| Attacks were suicide bombings official says { July 13 2005 } Original Source Link: (May no longer be active) http://www.nytimes.com/2005/07/13/international/13cnd-bombings.htmlhttp://www.nytimes.com/2005/07/13/international/13cnd-bombings.html
July 13, 2005 London Attacks Were Suicide Bombings, British Official Says By ALAN COWELL
LONDON, July 13 -- British Home Secretary Charles Clarke gave the first official indication today that authorities believe all four men implicated in last week's terrorist bombings were suicide bombers who had "blown themselves up" during the attack.
Mr. Clarke did not use the phrase "suicide bombing," but said in an interview with the British Broadcasting Corporation that European nations had to defend their values of society "against those who would destroy it."
"That means standing out against, in a very strong way, anybody who preaches the kind of fundamentalism, as I say, that can lead four young men to blow themselves and others up on the tube on a Thursday morning," he said.
On July 7, four bombs tore through three subway trains and a double decker bus, killing at least 52 people in an attack that stunned the nation.
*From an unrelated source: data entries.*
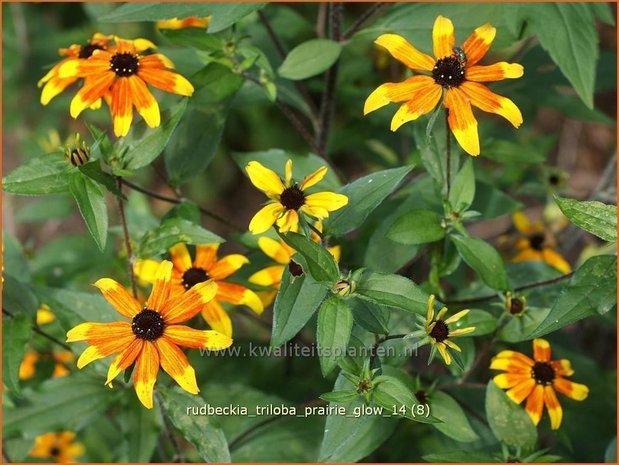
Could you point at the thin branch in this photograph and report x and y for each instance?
(123, 220)
(367, 14)
(39, 331)
(164, 198)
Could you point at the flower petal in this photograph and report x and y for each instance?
(265, 179)
(196, 339)
(541, 350)
(461, 120)
(443, 38)
(161, 287)
(403, 51)
(217, 318)
(488, 101)
(145, 373)
(478, 43)
(495, 72)
(144, 102)
(239, 295)
(422, 102)
(266, 217)
(184, 306)
(174, 362)
(116, 294)
(227, 266)
(573, 390)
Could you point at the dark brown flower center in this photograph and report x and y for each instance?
(448, 72)
(148, 324)
(440, 332)
(124, 64)
(537, 241)
(292, 198)
(543, 373)
(87, 50)
(194, 276)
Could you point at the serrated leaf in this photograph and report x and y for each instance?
(592, 216)
(309, 59)
(333, 332)
(91, 202)
(364, 195)
(591, 291)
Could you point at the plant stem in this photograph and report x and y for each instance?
(123, 220)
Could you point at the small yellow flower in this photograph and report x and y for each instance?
(152, 337)
(187, 273)
(536, 380)
(288, 198)
(192, 21)
(60, 447)
(453, 74)
(537, 244)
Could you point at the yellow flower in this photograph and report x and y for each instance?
(152, 337)
(537, 244)
(452, 74)
(536, 380)
(439, 333)
(288, 198)
(187, 274)
(58, 447)
(192, 21)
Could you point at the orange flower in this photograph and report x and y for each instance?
(53, 84)
(536, 380)
(152, 337)
(121, 73)
(187, 274)
(454, 74)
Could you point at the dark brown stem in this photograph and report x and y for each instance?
(164, 198)
(367, 14)
(123, 220)
(39, 331)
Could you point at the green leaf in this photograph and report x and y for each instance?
(454, 424)
(142, 149)
(173, 231)
(80, 398)
(333, 332)
(484, 259)
(91, 202)
(392, 290)
(417, 227)
(208, 440)
(196, 139)
(591, 291)
(508, 420)
(309, 59)
(592, 216)
(364, 195)
(42, 175)
(462, 190)
(16, 333)
(567, 31)
(320, 263)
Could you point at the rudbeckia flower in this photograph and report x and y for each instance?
(438, 332)
(53, 84)
(536, 380)
(192, 21)
(454, 74)
(121, 73)
(288, 198)
(60, 447)
(187, 274)
(537, 244)
(153, 334)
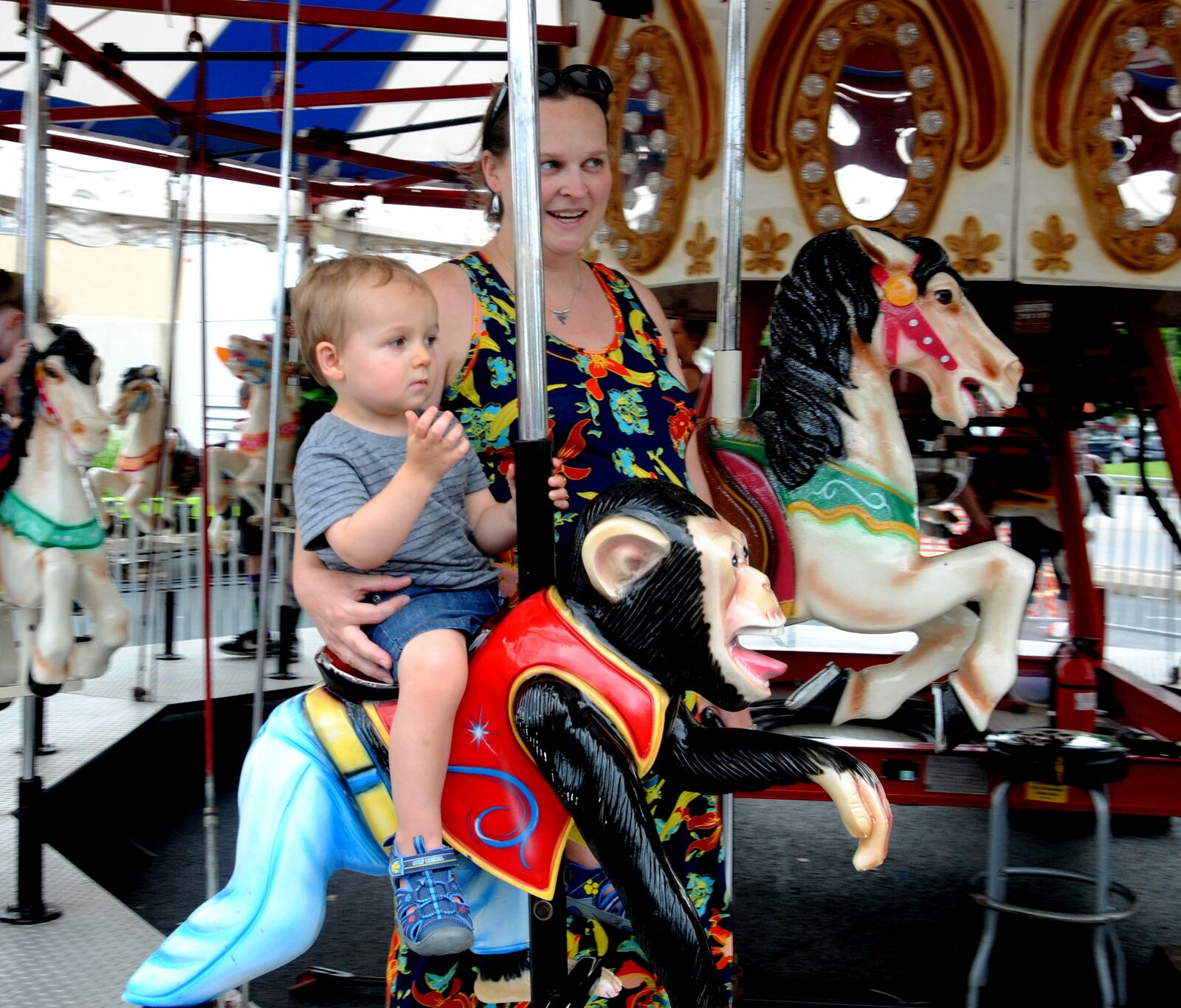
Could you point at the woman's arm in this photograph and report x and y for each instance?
(458, 319)
(338, 604)
(692, 457)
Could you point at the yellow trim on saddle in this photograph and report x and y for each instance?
(334, 730)
(830, 516)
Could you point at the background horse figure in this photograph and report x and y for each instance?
(137, 474)
(856, 306)
(249, 360)
(51, 545)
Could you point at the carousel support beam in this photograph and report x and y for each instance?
(278, 356)
(402, 191)
(180, 110)
(728, 359)
(118, 55)
(70, 43)
(31, 907)
(549, 984)
(332, 18)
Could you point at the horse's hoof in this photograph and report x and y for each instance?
(954, 728)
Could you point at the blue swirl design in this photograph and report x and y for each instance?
(873, 501)
(521, 831)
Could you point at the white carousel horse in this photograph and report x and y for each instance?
(824, 466)
(51, 545)
(249, 360)
(136, 476)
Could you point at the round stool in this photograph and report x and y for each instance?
(1056, 757)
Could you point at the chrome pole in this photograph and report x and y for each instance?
(278, 346)
(531, 450)
(728, 359)
(528, 266)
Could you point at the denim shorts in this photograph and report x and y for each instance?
(434, 610)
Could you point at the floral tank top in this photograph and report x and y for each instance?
(617, 413)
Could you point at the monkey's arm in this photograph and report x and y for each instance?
(594, 778)
(722, 760)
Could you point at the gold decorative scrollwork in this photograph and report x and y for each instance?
(1118, 227)
(700, 248)
(905, 29)
(643, 253)
(972, 248)
(765, 244)
(1054, 244)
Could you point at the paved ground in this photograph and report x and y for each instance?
(807, 925)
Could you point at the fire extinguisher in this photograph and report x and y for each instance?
(1076, 698)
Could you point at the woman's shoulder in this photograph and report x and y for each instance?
(447, 277)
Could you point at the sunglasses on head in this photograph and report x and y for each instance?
(588, 82)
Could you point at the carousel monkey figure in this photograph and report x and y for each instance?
(571, 699)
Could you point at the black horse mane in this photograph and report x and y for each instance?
(80, 360)
(828, 295)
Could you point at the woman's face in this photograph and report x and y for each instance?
(576, 173)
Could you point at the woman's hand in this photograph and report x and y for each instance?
(559, 495)
(338, 604)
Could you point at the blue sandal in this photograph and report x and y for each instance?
(434, 919)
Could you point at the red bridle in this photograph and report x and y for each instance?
(903, 317)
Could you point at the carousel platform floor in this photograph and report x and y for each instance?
(86, 955)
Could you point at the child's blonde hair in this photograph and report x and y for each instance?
(320, 301)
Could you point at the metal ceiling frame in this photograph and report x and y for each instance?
(407, 190)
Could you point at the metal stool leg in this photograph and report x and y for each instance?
(1100, 936)
(998, 850)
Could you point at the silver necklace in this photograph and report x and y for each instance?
(561, 313)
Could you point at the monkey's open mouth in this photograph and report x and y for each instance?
(757, 667)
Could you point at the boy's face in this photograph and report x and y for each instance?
(388, 360)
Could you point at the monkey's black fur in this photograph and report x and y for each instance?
(592, 772)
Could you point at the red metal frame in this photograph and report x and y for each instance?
(402, 190)
(82, 51)
(213, 106)
(332, 17)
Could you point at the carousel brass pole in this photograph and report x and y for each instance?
(30, 907)
(531, 451)
(728, 359)
(278, 348)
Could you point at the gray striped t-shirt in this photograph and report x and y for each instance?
(342, 466)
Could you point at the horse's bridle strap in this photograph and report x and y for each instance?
(901, 317)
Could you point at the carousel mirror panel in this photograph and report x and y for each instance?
(650, 142)
(874, 76)
(1128, 136)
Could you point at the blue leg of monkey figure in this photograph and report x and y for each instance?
(297, 828)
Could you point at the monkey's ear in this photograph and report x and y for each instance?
(883, 248)
(619, 551)
(41, 336)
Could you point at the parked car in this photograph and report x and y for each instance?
(1108, 445)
On Tuesday, police in the northern city of Leeds raided six homes and arrested one man believed to be a relative of one of four suspected attackers. The police also carried out controlled blasts on explosives recovered from an abandoned car at Luton, just north of London.
Police believe at least one of the bombers died in the attacks, and said that property belonging to four men had been found at the scenes of eachexplosion. Sky News reported today that police had identified all four attackers, who Mr. Clarke referred to as "foot soldiers."
"We have got to root out those elements from within our community that want to destroy it," Mr. Clarke said during the BBC interview. "That puts different burdens on all of us."
The bombings and the likely response have raised new fears about the future of civil liberties in an era of heightened concerns about the most basic security of a capital where three million people ride the subway every day.
"We have to understand that these foot soldiers who have done this are only one element of an organization that is bringing about this kind of mayhem in our society," Mr. Clarke said.
"And we have to attack the people who are driving it, organizing it, manipulating those people," he said.